A nurse is caring for a client with dehydration at the health care facility. The client is receiving glucose intravenously. What type of dressing should the nurse use to cover the IV insertion site? bandage transparent gauze hydrocolloid

transparent The nurse should use a transparent dressing to cover the IV insertion site, because such dressings allow the nurse to assess a wound without removing the dressing. In addition, they are less bulky than gauze dressings and do not require tape, since they consist of a single sheet of adhesive material. Gauze dressing is ideal for covering fresh wounds that are likely to bleed or wounds that exude drainage. A hydrocolloid dressing helps keep the wound moist. A bandage is a strip or roll of cloth wrapped around a body part to help support the area around the wound.

The client is scheduled to receive dressing changes and warm soaks twice a day for an abscess to the lower extremity. The incoming nurse receives in the handoff report that the client has not been tolerating the dressing changes or warm soaks well due to acute pain. What action should the nurse take to promote client comfort and increase the effectiveness of the treatments? Administer analgesics 30 minutes prior to the treatment to act on pain receptors. Use an aquathermia pad during the treatment to create heat and circulate the water. Ambulate in the hallway before the treatment to promote blood flow and relax tense muscles. Dangle leg for 15 minutes before the treatment to increase blood flow to necrotic tissue

Administer analgesics 30 minutes prior to the treatment to act on pain receptors. Warm soaks and dressing changes can be painful for clients with abscesses. Often, nurses will premedicate with pain medications, often opioids, 20 to 30 minutes prior to make the treatments more comfortable for clients. Increasing client comfort can increase effectiveness by allowing the nurse time to adequately perform the treatment, assess the wound, and apply the new dressing. Aquathermia pads are used to promote wound healing, but they are not used simultaneously with water therapies. Dangling the legs and ambulating will not increase comfort.

Which is not considered a skin appendage? Hair Eccrine sweat glands Sebaceous gland Connective tissue

Hair, the sebaceous gland, and eccrine sweat glands are skin appendages that are formed with the enfolding of the epidermis into the dermis.
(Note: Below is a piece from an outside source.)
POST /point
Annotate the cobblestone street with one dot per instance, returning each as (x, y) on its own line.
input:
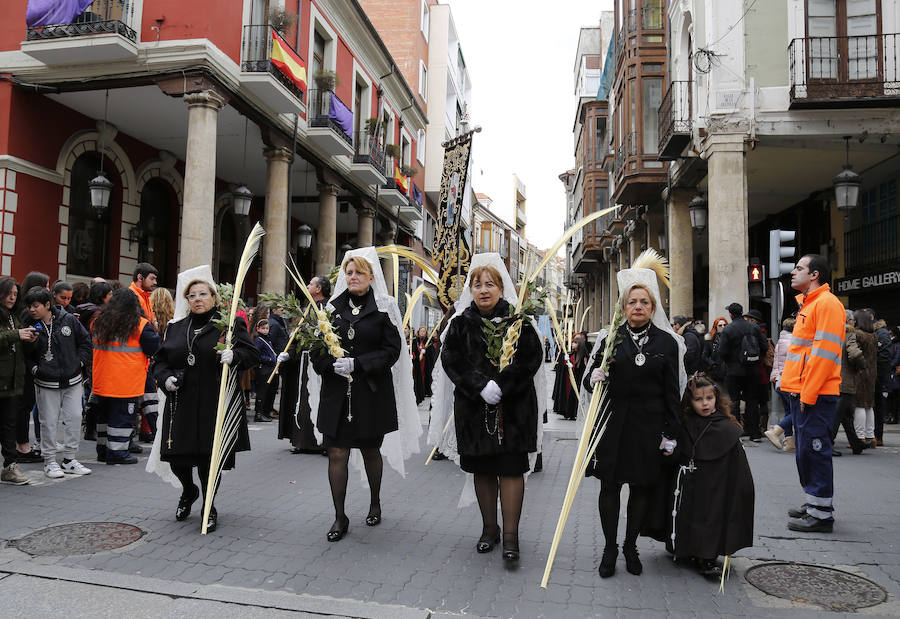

The dermis is composed of connective tissue.

A nurse removing sutures from a client's traumatic wound notices that the sutures are encrusted with blood and difficult to remove. What would be the nurse's most appropriate action? Wash the sutures with warm, sterile water and an antimicrobial soap before removing them. Do not attempt to remove the sutures because the wound needs more time to heal. Carefully pick the crusts off the sutures with the forceps before removing them. Moisten sterile gauze with sterile saline to gently loosen crusts before removing sutures.
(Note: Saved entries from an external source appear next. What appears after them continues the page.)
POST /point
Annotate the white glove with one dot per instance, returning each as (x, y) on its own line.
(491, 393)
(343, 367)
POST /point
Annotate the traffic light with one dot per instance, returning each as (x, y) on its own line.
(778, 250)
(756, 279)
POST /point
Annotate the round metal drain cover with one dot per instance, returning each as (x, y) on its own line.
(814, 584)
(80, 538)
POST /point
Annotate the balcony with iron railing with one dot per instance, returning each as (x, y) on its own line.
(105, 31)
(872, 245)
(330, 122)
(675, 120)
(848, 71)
Moisten sterile gauze with sterile saline to gently loosen crusts before removing sutures. If sutures are crusted with dried blood or secretions, making them difficult to remove, the nurse should moisten sterile gauze with sterile saline and gently loosen crusts before removing the sutures; soap is not used for this purpose. Picking at the sutures could cause pain and bleeding. Crusting does not necessarily indicate inadequate wound healing.

The nurse has started an intravenous catheter in the client's hand. What type of dressing will the nurse use to secure the IV catheter? hydrocolloid dressing hydrogel sheet transparent film 2 × 2 in (5 × 5 cm) gauze

To secure an IV catheter, the nurse uses a transparent film. The transparency film allows visualization of the IV site, is self-adhesive, and protects against contamination. The 2 × 2 in (5 × 5 cm) gauze dressing does not allow visualization of the IV site and does not protect against moisture. The hydrocolloid dressing does not allow visualization of the IV site and is best used in wounds with light to moderate drainage. Hydrogel sheets are not an appropriate dressing for an IV site. They do not allow visualization of the IV site and are best used in partial- and full-thickness wounds, burns, dry wounds, wounds with minimal exudate, necrotic wounds, and infected wounds.